Cluster Failures

No, “cluster failures” is not a euphemism for a problem encountered in the military service and widely known to be caused by officers with clusters on their shoulders. Nor does this page relate to failures of computing clusters.

This is about failures of independent computer systems and other devices that occur very close together in time. In some cases, the failures may also be of similar type such as a series hard drive or motherboard failures.

And recently I really have had a cluster of problems, some with computers and some not. Actually a cluster of clusters.

I have been repairing things for about sixty years. I started with TV’s, ours and our friends’ and neighbors’. Then I worked at a couple now defunct audio stores. I went on to fixing unit record equipment and computers for IBM. And when personal computers started hitting the streets, I started fixing those as well, both hardware and software.

Cluster failures are a real thing. When working at the audio stores, there would be days or weeks when the most common things people brought in for repair were receivers. And they were frequently similar failures such as the power output stage, or the IF stage. Other days it would be turntables with broken belts or component tuners that would not tune.

When I worked for IBM, there was one week when I fixed three punched card readers with nearly identical feed failures. And later, when working at the IBM PC National Support Center, there were days when most of the calls I fielded were memory (RAM) problems.

Sure, randomness abounds in the universe, including the failures of electronic and electromechanical devices. But sometimes that randomness expresses itself in clusters of failures.

The Church Cluster

It all began on Wednesday, September 9, when the server at my church began failing; really crashing hard. The computer we use as a firewall was also failing with intermittent crashes. In addition, one of the office computers froze up and the telephone system began failing.

It took a couple days for this to this play out and repair the computers. I don’t do the phone system, someone else does that.

The server, a donated Dell, was clearly having hard drive problems. There were specific errors on the console pointing to one of the hard drives. Murphy rules and there were no errors recorded in the logs, because the failing hard drive was where the logs were kept. So because I was not on site and the errors were displayed on the console, the person who rebooted for me could not read the errors as the display had timed out into power saving mode and pressing keys on the keyboard did not wake it.

In addition, the computer we use for a firewall was locked up so I rebooted it.

I took the server home to rebuild and by the next day had mostly completed that task, but not without discovering serious hardware issues. One of the hard drives had failed catastrophically. That was easy enough to fix. But in attempting to install a new operating system on the replacement hard drive, it became obvious that there were other problems as well.
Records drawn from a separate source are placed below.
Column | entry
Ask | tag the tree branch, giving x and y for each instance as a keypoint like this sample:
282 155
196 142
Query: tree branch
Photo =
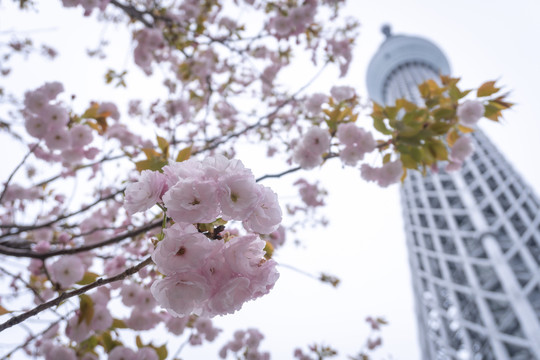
31 254
22 228
55 302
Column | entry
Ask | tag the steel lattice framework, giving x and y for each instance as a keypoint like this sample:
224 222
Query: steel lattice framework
473 236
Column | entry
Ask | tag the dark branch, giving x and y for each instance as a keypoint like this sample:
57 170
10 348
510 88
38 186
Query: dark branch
55 302
30 254
22 228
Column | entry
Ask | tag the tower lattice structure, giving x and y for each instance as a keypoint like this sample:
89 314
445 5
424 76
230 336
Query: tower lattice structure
473 236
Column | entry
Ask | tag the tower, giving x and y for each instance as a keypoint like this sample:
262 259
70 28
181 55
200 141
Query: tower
473 236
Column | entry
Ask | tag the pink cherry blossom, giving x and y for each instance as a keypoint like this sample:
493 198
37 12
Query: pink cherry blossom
306 158
390 173
122 353
60 353
342 93
470 111
192 201
182 293
36 126
179 252
56 116
145 192
102 319
146 353
130 294
80 135
176 325
317 139
314 103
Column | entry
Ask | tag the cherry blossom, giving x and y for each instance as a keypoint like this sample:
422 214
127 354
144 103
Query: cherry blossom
470 111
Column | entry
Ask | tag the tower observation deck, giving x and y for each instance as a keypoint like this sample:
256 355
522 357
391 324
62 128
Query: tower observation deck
473 236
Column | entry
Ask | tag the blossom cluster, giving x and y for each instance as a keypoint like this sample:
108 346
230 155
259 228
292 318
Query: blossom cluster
202 276
48 120
295 21
201 191
210 277
357 142
249 340
309 152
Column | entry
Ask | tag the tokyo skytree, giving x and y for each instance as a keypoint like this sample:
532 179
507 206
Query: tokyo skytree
473 236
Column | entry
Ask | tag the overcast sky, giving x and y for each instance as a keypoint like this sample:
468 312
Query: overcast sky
364 244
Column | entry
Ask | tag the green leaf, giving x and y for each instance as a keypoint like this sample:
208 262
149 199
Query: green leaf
161 352
119 324
87 309
184 154
440 127
391 112
408 161
465 129
154 164
107 341
88 278
163 145
379 125
486 89
438 149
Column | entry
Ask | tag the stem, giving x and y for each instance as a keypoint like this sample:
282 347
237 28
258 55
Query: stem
17 169
18 253
64 296
22 228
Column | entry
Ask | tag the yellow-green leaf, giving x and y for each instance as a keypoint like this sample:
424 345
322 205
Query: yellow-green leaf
163 144
150 153
452 137
465 129
154 164
486 89
107 341
379 125
138 342
184 154
87 309
119 324
88 278
438 150
408 161
161 352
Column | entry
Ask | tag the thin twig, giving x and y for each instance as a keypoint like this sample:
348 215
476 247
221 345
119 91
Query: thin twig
22 228
64 296
35 255
17 169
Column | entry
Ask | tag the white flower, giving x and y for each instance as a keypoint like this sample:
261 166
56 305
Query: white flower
470 112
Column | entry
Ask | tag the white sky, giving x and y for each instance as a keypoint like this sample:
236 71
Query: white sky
364 244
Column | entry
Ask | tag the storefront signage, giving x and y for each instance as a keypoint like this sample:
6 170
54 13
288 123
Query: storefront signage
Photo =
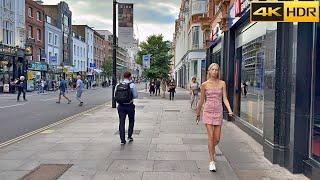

The motherboard was failing as well and it was impossible to boot or even to get through the BIOS POST. So I installed the spare Dell motherboard we kept on hand for just this event, and was able to proceed.

I was able to restore the data for our web site and email servers from the good and well-tested backups I designed. I was also able to restore the data for  the DHCP and name service (BIND) servers.

However, soon after I returned home with the server that I needed to rebuild, a different computer, the firewall began locking up more frequently. The office staff were still able to get out to the Internet so long as that firewall was working, but our web site and email was down because that is all housed on our server. Without the firewall, all external access was gone.

The next day, Thursday, I returned to the church and installed the rebuilt server, which worked fine.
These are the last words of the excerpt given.